Andrei Yahorau is a Co-chairs of the Steering Committee of the Eastern Partnership Civil Society Forum (EaP CSF), Country facilitator for Belarus of the EaP CSF, and the Director of the Center for European Transformation
We present the text of his speech.
by the Eastern Partnership Civil Society Forum
to the EaP Informal Partnership Dialogue
Minsk, 29 June 2015
Dear Commissioner, dear Ministers, thank you very much for this opportunity to speak here on behalf of the Eastern Partnership Civil Society Forum.
I am not going to touch the problems of Eastern Partnership which you definitely aware of, but will concentrate more on the possible sources of its development in these turbulent times. In the meaning of “partnership” we explicitly imply at least two sides responsible for it. And in this particular case of Eastern Partnership there are: EU who initiated it and proposed a framework for it and partner countries who accepted the proposal.
Currently, EU puts the general European Neighborhood Policy framework under revision and this influences EaP as well. The concept of “differentiation” became a key one in the revision process. Differentiation is discussed as an approach that put format of EU’s relations with partners into the dependence from partner countries’ ambitions. In other words partner countries could choose the level of engagement, preferable formats and priority spheres of cooperation with EU. On the one hand, doing so EU tends to put more responsibility on partners and to make them more accountable for the future results of cooperation. On the other hand, EU partly reduces its own policy ambitions to the limits of partners’ aspirations.
If to apply these meaning of “differentiation”, then the European Neighborhood Policy, in some sense, will look like a supermarket, where customers (partners) may form their own basket of goods by choosing from the options presented on the shelves. If to explore this ENP-supermarket metaphor further we can ask about: What does it sell? Who is eligible to enter? What are the prices for the different goods?
In our vision the main mission of ENP and Eastern Partnership is to facilitate European transformations in neighboring countries. We believe that only transformations to the market economy, rule of law and democracy can form a firm basis for the prosperity and long-term stability in EaP countries. So ENP sells tools and instruments for transformations. Then it will be logical that ENP provides these tools for the actors who can use them. And these are not only partner countries governments but also other stakeholders like civil societies, private business, trade unions, local authorities. Such kind of “differentiation” at the entrance and multi-stakeholders approach extends our understanding of “partner’s aspirations” to the aspirations of the partner countries’ societies. Let’s also look at the differentiation of price for different “transformation packages”. The level of EU conditionality could be applied differently according to the different choices. An Association Agreements as high level option could include high level of conditionality but for the limited options of sectoral cooperation these level could be lower. In such mutually beneficial spheres like mobility, visa liberalization, students and researches exchange, SMEs, business and digital economy, interconnectivity the lower level of conditionality could be applied.
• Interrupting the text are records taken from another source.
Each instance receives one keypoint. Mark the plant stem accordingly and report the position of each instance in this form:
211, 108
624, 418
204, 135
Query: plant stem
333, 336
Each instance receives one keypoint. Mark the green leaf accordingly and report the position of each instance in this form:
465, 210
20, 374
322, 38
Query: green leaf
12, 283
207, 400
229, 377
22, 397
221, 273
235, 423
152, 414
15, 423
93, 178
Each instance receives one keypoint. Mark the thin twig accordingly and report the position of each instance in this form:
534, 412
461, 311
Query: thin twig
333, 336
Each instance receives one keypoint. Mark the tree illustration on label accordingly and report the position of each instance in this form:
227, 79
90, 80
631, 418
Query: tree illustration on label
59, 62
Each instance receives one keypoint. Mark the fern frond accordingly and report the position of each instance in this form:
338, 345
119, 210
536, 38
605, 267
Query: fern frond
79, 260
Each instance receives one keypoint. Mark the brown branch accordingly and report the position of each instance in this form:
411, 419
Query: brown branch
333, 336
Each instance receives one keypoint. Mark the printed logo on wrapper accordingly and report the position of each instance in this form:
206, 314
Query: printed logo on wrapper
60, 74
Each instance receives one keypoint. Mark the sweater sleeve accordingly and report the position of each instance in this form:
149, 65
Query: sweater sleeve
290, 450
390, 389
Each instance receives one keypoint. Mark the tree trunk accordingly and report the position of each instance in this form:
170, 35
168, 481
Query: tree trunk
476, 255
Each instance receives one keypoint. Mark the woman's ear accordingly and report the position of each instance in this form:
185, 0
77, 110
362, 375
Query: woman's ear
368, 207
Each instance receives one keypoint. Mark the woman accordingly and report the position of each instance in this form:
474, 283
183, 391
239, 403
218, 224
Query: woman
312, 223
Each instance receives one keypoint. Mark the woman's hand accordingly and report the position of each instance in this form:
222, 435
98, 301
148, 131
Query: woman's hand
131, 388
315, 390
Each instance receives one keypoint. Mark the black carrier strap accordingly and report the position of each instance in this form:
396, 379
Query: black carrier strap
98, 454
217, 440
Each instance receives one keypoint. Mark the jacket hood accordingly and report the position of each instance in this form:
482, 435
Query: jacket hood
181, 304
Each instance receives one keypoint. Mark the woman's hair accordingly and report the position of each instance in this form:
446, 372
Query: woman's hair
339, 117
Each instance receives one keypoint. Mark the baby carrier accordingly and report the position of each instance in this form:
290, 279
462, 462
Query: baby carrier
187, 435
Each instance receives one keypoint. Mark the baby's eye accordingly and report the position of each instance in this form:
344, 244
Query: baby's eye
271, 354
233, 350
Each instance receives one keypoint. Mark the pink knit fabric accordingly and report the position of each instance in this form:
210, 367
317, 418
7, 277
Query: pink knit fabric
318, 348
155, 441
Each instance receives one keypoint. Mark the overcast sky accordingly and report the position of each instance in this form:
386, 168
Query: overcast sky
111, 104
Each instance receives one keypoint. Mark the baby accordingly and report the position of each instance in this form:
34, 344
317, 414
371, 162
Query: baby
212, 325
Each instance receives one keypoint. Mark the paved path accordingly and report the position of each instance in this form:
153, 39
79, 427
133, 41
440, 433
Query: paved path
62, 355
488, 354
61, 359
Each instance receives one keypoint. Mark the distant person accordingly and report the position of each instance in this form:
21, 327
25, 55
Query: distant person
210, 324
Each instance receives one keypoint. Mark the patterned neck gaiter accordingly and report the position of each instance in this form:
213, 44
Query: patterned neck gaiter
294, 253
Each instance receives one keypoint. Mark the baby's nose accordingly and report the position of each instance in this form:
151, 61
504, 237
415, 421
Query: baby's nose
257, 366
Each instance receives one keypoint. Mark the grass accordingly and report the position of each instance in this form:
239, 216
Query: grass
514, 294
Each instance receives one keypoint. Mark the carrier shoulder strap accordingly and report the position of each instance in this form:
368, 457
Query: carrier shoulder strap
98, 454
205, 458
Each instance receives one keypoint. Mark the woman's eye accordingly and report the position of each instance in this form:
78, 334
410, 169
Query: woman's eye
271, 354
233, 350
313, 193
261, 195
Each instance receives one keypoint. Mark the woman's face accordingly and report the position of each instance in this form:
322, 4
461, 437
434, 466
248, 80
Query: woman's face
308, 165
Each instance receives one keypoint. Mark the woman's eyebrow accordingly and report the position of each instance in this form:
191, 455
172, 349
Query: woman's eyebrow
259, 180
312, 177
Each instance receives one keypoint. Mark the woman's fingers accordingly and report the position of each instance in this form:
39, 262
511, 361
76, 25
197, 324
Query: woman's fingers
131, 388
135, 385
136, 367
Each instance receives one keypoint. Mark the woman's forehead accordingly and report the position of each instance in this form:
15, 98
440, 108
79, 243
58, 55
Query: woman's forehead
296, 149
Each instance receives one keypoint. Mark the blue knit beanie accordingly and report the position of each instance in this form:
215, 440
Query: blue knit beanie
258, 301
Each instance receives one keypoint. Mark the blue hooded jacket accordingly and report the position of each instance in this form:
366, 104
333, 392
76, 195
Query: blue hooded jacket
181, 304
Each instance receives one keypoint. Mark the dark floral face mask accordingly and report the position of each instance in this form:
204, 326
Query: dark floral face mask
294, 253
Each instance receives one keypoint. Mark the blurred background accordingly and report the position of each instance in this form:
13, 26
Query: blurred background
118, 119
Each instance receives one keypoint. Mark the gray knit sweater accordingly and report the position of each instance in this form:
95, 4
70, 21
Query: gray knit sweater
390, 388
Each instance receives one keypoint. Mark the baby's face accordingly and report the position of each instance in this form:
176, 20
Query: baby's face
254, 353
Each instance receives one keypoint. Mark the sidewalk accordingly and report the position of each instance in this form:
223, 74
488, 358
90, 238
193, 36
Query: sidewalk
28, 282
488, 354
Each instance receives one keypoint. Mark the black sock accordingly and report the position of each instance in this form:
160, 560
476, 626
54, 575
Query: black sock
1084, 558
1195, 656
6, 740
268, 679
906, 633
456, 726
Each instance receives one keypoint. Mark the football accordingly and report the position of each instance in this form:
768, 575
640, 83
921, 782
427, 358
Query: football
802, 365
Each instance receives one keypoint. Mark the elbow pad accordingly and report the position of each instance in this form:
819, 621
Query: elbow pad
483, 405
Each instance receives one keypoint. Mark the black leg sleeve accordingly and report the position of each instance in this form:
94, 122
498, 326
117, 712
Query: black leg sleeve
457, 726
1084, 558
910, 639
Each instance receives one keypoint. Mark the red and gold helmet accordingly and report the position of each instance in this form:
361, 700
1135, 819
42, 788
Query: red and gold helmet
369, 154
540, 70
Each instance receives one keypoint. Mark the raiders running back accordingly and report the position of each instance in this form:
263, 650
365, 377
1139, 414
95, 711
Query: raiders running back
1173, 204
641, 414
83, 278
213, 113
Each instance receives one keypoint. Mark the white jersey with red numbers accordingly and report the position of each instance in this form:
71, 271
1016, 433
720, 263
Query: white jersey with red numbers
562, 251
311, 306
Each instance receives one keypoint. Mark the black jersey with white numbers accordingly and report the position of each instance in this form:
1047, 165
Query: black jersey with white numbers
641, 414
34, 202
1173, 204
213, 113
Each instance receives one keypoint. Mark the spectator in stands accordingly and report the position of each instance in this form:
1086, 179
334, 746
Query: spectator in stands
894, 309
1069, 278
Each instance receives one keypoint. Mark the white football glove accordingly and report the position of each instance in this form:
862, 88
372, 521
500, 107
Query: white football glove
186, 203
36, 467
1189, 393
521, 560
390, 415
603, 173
Good governance, institution building, home affairs and justice reform requires more strict conditions.
Civil society is a natural ally of partner’s governments and EU in the reforms process. It could bring people’s energy, fresh ideas and considerable contribution to the reforms implementation. But till the moment it is not fully legitimate actor and equal participant of the EaP development. Civil Society Forum deeply regrets of the practice of limitations of freedoms of association and repressions against civil society activists in Azerbaijan, Armenia and Belarus. We strongly condemn the resent act of aggression against peaceful protesters in Armenia. The situation of voluntary detention and politically motivated imprisonment of civil activists is unacceptable; it remains one of the main obstacles for engagement of these countries with the EU and does not help to build trustful relations between governments and civil society.
Civil Society Forum and its National Platforms are looking forward to cooperative and inclusive relations with the national governments and EU during Association Agreements implementation and other agreed formats of cooperation. We urge decision-makers to strengthen dialogue with EaP CSF National Platforms in all areas, including at the development stages of policy and programme documents, ensure access to all EU-EaP documents and provide financial support. Furthermore, rooted in various communities, civil society should be at the core of building local communication strategies on EU values and benefits of EU approximation reforms.